Entidades jurídicas apresentaram nesta segunda-feira (3) em uma audiência pública na Comissão de Constituição e Justiça (CCJ) do Senado críticas ao projeto que torna mais rígidas as punições para os crimes de abuso de autoridade. O principal criticado é o que pune o juiz por sua interpretação.
A sessão no Senado foi esvaziada pela ausência do senador Roberto Requião (PMDB-PR), que é relator do projeto de autoria do senador Renan Calheiros (PMDB-AL). Também não compareceu o procurador-geral do República, Rodrigo Janot, que apresentou há alguns dias uma proposta alternativa de projeto de lei.
O sub-procurador da República, Nívio Freitas Silva Filho, representando Janot, alertou aos senadores que é “flagrante” inconstitucionalidade o chamado crime de interpretação ou crime de hermenêutica, que prevê punição para o juiz de primeira instância que considerar crime uma prova, e ela ser derrubada na segunda instância.
Para os depoentes, o ponto fundamental da proposta de Janot, é a retirada do artigo que trata do crime de interpretação. José Robalinho Cavalcanti, presidente da Associação Nacional dos Procuradores da República (ANPR), explicou, por exemplo, que se o parecer de Requião for aprovado como está, os senadores poderiam ser punidos por manter os direitos políticos da presidente cassada Dilma Rousseff, na votação do impeachment.
“Pela Constituição, de forma clara, o afastamento dos direitos políticos da ex-presidente Dilma seria claramente obrigatório. Mas Vossas Excelências interpretaram e entenderam o contrário. Se o projeto do senador Requião fosse aprovado como está, qualquer um dos senhores senadores poderia ser processado porque contrariou a literalidade da lei”, exemplificou Robalinho.
“Esse projeto não atende à Constituição, é uma tentativa de calar o Ministério Público e isso não é bom, não interessa à sociedade brasileira, uma tentativa de violar a independência funcional dessas carreiras. Querem transformar juízes em meros despachantes de interesses particulares. Os juízes não podem decidir com medo dos poderosos”, criticou José Antônio Collossí, diretor de assuntos legislativos da Associação Nacional dos Magistrados da Justiça do Trabalho (Anamatra).
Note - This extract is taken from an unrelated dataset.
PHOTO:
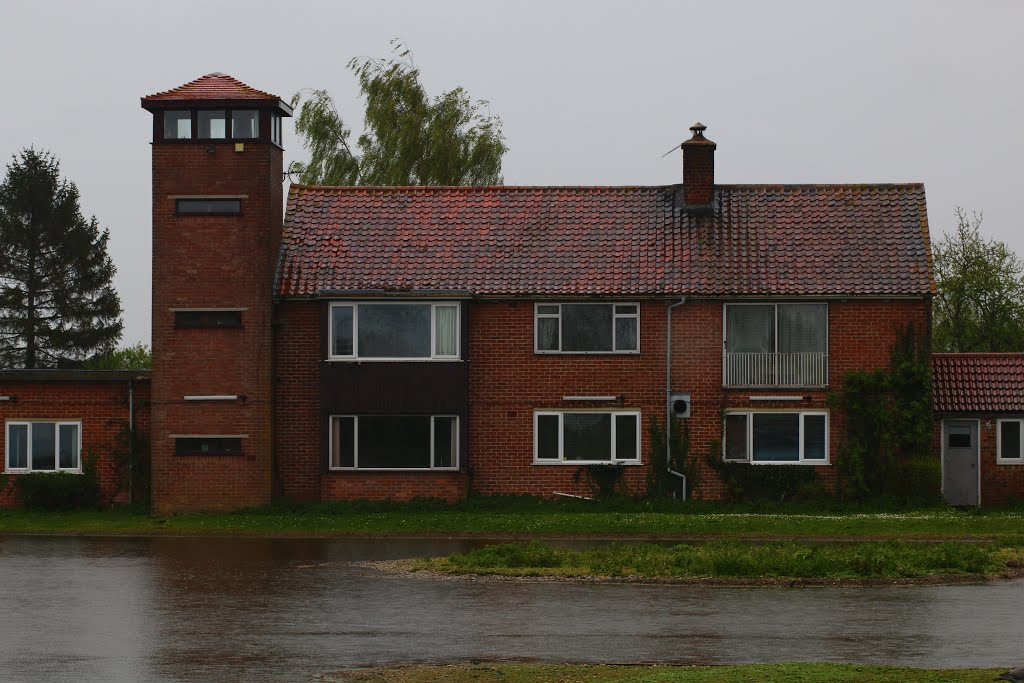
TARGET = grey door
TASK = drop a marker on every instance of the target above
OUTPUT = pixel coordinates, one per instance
(960, 462)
Os outros representantes de entidades jurídicas também criticaram a pressa na votação do projeto, com o intuito de intimidar as investigações da Lava-Jato. O relator, Roberto Requião ( PMDB-PR), nem sequer estava presente na audiência pública.
“Não legislemos ao sabor de uma situação momentânea que é a Lava-Jato”, alertou o Jaime Martins, presidente da Associação dos Magistrados do Brasil (AMB), completando que, tal como está, o parecer de Requião vai se cercear a atividade jurisdicional de maneira grave.
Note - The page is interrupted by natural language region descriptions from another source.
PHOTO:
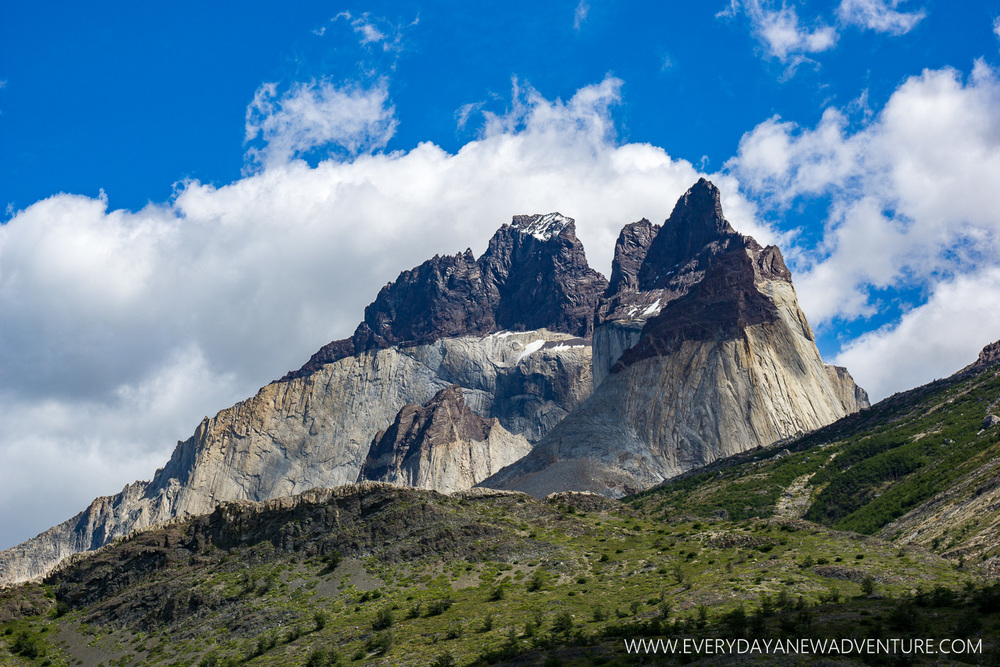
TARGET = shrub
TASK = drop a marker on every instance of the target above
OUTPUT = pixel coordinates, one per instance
(383, 619)
(438, 607)
(563, 623)
(444, 660)
(379, 643)
(538, 580)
Em defesa do projeto, e na ausência de Requião, o senador Edison Lobão (PMDB-MA) reagiu: “O projeto não tem o objetivo menor de punir, impedir, obstaculizar a Lava-Jato. Seria apequenar a nova lei. Eu entendo sua posição como líder da associação de juízes”..
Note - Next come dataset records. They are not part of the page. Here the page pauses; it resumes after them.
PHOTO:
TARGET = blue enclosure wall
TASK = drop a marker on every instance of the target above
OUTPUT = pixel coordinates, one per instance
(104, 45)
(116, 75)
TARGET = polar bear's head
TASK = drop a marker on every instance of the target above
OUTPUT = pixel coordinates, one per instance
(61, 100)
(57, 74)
O presidente do Senado, Eunício Oliveira (PMDB-CE), pretende encaminhar para a CCJ o projeto alternativo apresentado pelo procurador geral Rodrigo Janot. Mas o presidente da Comissão, Edison Lobão já avisou que caberá a Requião acatar ou não algum dos pontos sugeridos por Janot. O senador Randolfe Rodrigues (Rede-AP) também pretende encaminhar as sugestões de Janot como um projeto alternativo. Requião ignorou todas as sugestões de Janot.
Randolfe pode apresentar como projeto e eu vou nomear o Requião como relator no plenário. Ele acata ou não. O procurador Janot tem o direito e o dever de se posicionar , é normal e até útil que faça isso, mas quem vota é a CCJ e depois o plenário”, avisou Lobão.
Para o senador Cristovam Buarque (PDT-DF), a imagem que passa é que essa é uma lei que está sedo votada para proteger os que estão sendo investigados. Ele diz que não é o momento. “Concordo que não podemos votar essa lei com açodamento. Ideia que está passando é que é uma Lei anti-Moro. Nós todos estamos sob suspeição. Estamos legislando para tentar tolher, coibir , ameaçar, todos nós, me incluo nisso. Não quero passar a ideia de que vou votar uma leu que vai tolher alguém que vai me julgar”, criticou o senador Cristovam Buarque.